I hesitate to criticise the Minister of Transport for I appreciate that he is doing a very great thing in London, but, as he is aware, I have a certain duty in connection with London roads. I have followed his experiments very closely, and I want to put forward one criticism, more in the way of a suggestion than in any derogatory sense. It is that in carrying out this and the other experiments which he is undertaking he should not rush them in quite the same way that he has done in the past. I am convinced that the difficulties which have arisen and which have gone near to bringing this experiment into contempt, which I deplore, are due to the unnecessary haste in which the experiment has been carried out by the Ministry. I take, as an example, the major complaint which has been put before us this evening, that the beacons have been placed sometimes in large groups together, and sometimes at odd places without any proper control or uniformity, which has been extremely puzzling to motorists and pedestrians. That really is not the fault of the local authorities, but of the Minister. The Minister in the desire to get on with the experiment gave them more or less a free hand. That need not have been done and the Minister could have seen that the beacons and the crossings were put down at the proper places in which case a lot of confusion would have been avoided.

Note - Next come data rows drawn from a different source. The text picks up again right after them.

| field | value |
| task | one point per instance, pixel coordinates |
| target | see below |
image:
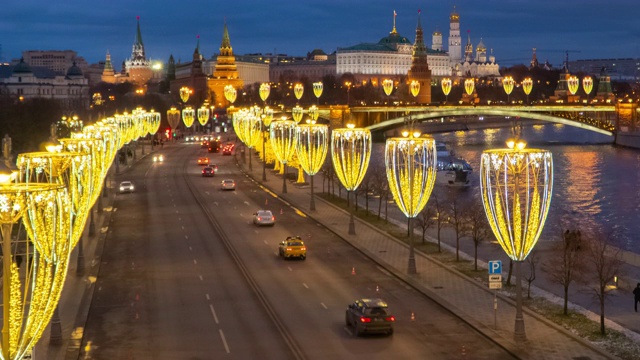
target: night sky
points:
(589, 28)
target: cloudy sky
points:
(589, 28)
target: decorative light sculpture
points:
(317, 90)
(283, 142)
(203, 115)
(185, 92)
(296, 113)
(516, 185)
(446, 88)
(298, 90)
(312, 145)
(387, 86)
(411, 165)
(573, 83)
(469, 85)
(507, 85)
(188, 116)
(414, 88)
(527, 86)
(350, 153)
(29, 299)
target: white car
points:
(126, 186)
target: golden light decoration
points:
(414, 87)
(203, 115)
(230, 93)
(30, 296)
(573, 83)
(387, 86)
(298, 90)
(264, 91)
(296, 113)
(587, 84)
(312, 146)
(283, 143)
(173, 117)
(317, 89)
(350, 153)
(469, 85)
(527, 85)
(185, 92)
(188, 116)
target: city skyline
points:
(510, 28)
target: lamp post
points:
(312, 147)
(527, 86)
(350, 153)
(446, 88)
(410, 163)
(516, 185)
(507, 85)
(283, 137)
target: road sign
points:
(495, 267)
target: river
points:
(595, 185)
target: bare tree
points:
(604, 262)
(532, 260)
(565, 262)
(478, 228)
(457, 218)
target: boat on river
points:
(452, 170)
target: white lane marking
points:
(213, 312)
(224, 342)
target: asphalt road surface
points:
(186, 275)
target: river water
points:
(595, 187)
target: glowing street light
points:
(446, 88)
(312, 145)
(350, 152)
(507, 85)
(516, 185)
(410, 163)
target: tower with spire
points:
(420, 67)
(138, 67)
(226, 71)
(455, 43)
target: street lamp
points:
(350, 152)
(446, 88)
(312, 147)
(516, 185)
(507, 84)
(283, 142)
(410, 162)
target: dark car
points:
(369, 316)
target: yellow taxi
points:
(292, 247)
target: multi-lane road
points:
(186, 275)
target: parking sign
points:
(495, 267)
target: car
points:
(264, 218)
(126, 186)
(369, 316)
(208, 171)
(292, 247)
(228, 184)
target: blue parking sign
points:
(495, 267)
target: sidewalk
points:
(466, 298)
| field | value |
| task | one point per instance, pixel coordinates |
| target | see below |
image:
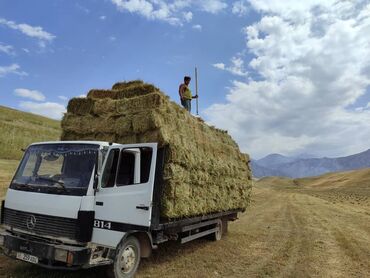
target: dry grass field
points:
(316, 227)
(19, 129)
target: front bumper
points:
(54, 256)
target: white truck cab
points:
(80, 204)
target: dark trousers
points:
(186, 103)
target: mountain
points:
(18, 129)
(261, 171)
(297, 168)
(274, 159)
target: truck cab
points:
(80, 204)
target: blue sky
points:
(289, 77)
(96, 45)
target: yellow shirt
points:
(187, 94)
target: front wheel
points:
(127, 259)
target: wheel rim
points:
(128, 259)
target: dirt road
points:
(288, 232)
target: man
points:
(185, 94)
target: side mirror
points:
(96, 182)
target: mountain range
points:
(307, 165)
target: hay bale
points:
(125, 84)
(80, 106)
(204, 168)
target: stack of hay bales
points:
(204, 170)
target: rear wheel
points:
(218, 234)
(127, 259)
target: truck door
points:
(123, 201)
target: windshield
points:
(57, 168)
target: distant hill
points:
(274, 159)
(338, 180)
(276, 165)
(18, 129)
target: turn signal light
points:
(70, 258)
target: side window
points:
(145, 163)
(126, 172)
(110, 170)
(139, 158)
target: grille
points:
(44, 224)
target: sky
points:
(287, 77)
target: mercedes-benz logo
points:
(31, 222)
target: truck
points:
(83, 204)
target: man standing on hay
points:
(185, 94)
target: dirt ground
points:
(290, 230)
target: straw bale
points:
(204, 169)
(103, 107)
(125, 84)
(80, 106)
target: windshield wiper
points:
(61, 183)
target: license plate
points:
(27, 258)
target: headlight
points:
(60, 255)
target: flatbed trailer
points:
(95, 214)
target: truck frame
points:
(115, 220)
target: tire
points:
(127, 259)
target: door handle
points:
(142, 207)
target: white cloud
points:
(175, 12)
(12, 69)
(31, 94)
(47, 109)
(63, 98)
(197, 27)
(7, 49)
(31, 31)
(188, 16)
(220, 66)
(311, 64)
(236, 67)
(212, 6)
(240, 8)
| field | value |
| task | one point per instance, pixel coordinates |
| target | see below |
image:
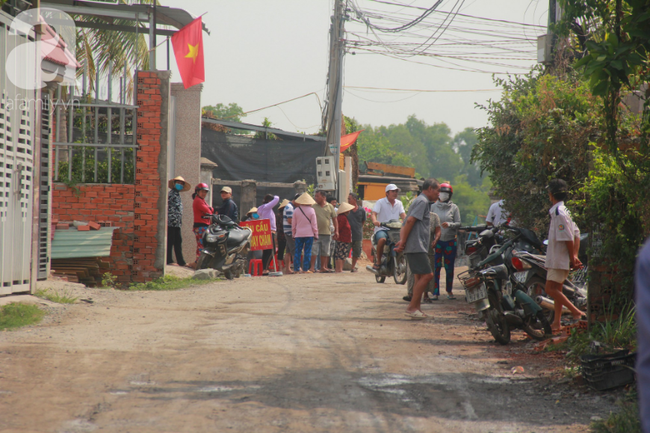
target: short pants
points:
(356, 249)
(419, 263)
(321, 246)
(557, 275)
(342, 250)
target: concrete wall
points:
(187, 158)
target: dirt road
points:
(313, 353)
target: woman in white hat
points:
(175, 219)
(304, 229)
(344, 241)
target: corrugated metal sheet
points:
(69, 244)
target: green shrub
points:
(109, 280)
(17, 315)
(65, 298)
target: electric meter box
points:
(325, 176)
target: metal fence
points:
(17, 145)
(95, 139)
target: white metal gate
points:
(17, 123)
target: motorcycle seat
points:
(497, 272)
(236, 237)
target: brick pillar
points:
(150, 235)
(188, 156)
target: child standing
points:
(344, 241)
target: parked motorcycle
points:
(531, 272)
(392, 263)
(499, 297)
(225, 247)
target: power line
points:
(422, 90)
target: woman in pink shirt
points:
(304, 229)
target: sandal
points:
(416, 315)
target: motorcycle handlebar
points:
(478, 228)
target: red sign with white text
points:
(261, 239)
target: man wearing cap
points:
(287, 218)
(415, 241)
(175, 219)
(325, 214)
(386, 209)
(229, 207)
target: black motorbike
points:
(392, 263)
(531, 272)
(498, 297)
(225, 247)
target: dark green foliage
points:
(539, 130)
(432, 151)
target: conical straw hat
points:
(186, 186)
(305, 200)
(344, 207)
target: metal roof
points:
(251, 127)
(69, 244)
(165, 15)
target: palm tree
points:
(101, 49)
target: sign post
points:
(262, 239)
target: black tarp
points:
(286, 160)
(239, 157)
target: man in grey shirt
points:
(414, 242)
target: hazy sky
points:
(262, 52)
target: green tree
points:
(463, 143)
(539, 130)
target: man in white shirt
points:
(497, 215)
(386, 209)
(562, 251)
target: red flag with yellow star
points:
(188, 50)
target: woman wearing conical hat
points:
(175, 219)
(304, 230)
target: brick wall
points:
(102, 203)
(138, 250)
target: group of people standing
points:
(311, 232)
(440, 231)
(315, 231)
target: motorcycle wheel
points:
(399, 271)
(498, 326)
(537, 327)
(204, 261)
(536, 288)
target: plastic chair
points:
(255, 267)
(273, 262)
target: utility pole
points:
(333, 115)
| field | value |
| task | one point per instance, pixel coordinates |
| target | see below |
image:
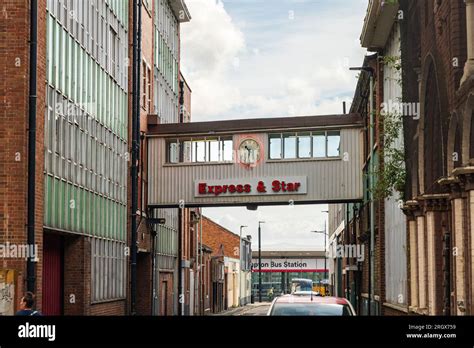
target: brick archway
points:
(468, 131)
(454, 148)
(433, 97)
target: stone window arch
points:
(468, 132)
(433, 132)
(454, 154)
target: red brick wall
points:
(215, 235)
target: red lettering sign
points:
(277, 186)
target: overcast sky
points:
(272, 58)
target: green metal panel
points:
(93, 213)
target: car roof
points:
(314, 299)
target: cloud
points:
(270, 58)
(285, 228)
(264, 64)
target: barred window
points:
(108, 270)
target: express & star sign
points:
(251, 186)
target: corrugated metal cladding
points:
(395, 219)
(327, 179)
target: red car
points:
(310, 306)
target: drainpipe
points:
(201, 278)
(30, 264)
(180, 263)
(135, 149)
(372, 203)
(196, 262)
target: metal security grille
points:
(86, 126)
(108, 270)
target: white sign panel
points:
(251, 187)
(289, 265)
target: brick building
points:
(82, 192)
(425, 267)
(438, 72)
(226, 248)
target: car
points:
(307, 293)
(298, 305)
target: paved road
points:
(254, 309)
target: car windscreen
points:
(310, 309)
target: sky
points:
(272, 58)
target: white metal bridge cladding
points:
(321, 180)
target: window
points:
(108, 270)
(214, 149)
(275, 146)
(289, 145)
(319, 144)
(305, 145)
(333, 143)
(149, 90)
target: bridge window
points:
(201, 150)
(275, 146)
(317, 144)
(333, 143)
(289, 145)
(304, 145)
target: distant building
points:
(280, 267)
(226, 248)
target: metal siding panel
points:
(395, 220)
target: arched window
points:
(457, 155)
(471, 136)
(435, 135)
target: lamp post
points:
(371, 268)
(260, 262)
(240, 268)
(325, 256)
(325, 253)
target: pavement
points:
(251, 309)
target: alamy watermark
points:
(348, 251)
(401, 108)
(19, 251)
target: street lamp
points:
(260, 262)
(325, 256)
(371, 266)
(240, 258)
(325, 253)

I hope that the Minister, in his desire to hurry experiments of this kind, will go rather more carefully, for by the way he has acted he has unfortunately succeeded in alienating the sympathies of those who are just as anxious as he is to see safety on the roads. It is very unfortunate that it has happened, and I do ask him to believe that those who criticise the details of his scheme are not hostile to his general experiments, and are extremely anxious to save life in London, but they do reserve the right to put forward destructive and constructive criticism, and they do expect and hope that they will receive sympathy from the Minister in future and that he will not regard them just as a nuisance. I hold that this experiment is of great importance, and I believe that it will be successful in time and save many lives, but, just because of its importance and because of the many lives it is likely to save, I do not want any mistakes made that will spoil it. I am very anxious that in the further stages of this and the other experiments that the Minister is going to carry out he will not rush so fast at the various details as to endanger the principle itself, so that these experiments to save life may be successful and may not die an early death.

Sir W. BRASS

I beg to ask leave to withdraw the Motion.

Motion, by leave, withdrawn.

The remaining Orders were read, and postponed.

It being after Half-past Eleven of the Clock, upon Tuesday evening, Mr. DEPUTY-SPEAKER adjourned the House, without Question put, pursuant to the Standing Order.

Adjourned at Twelve Minutes before One o'Clock.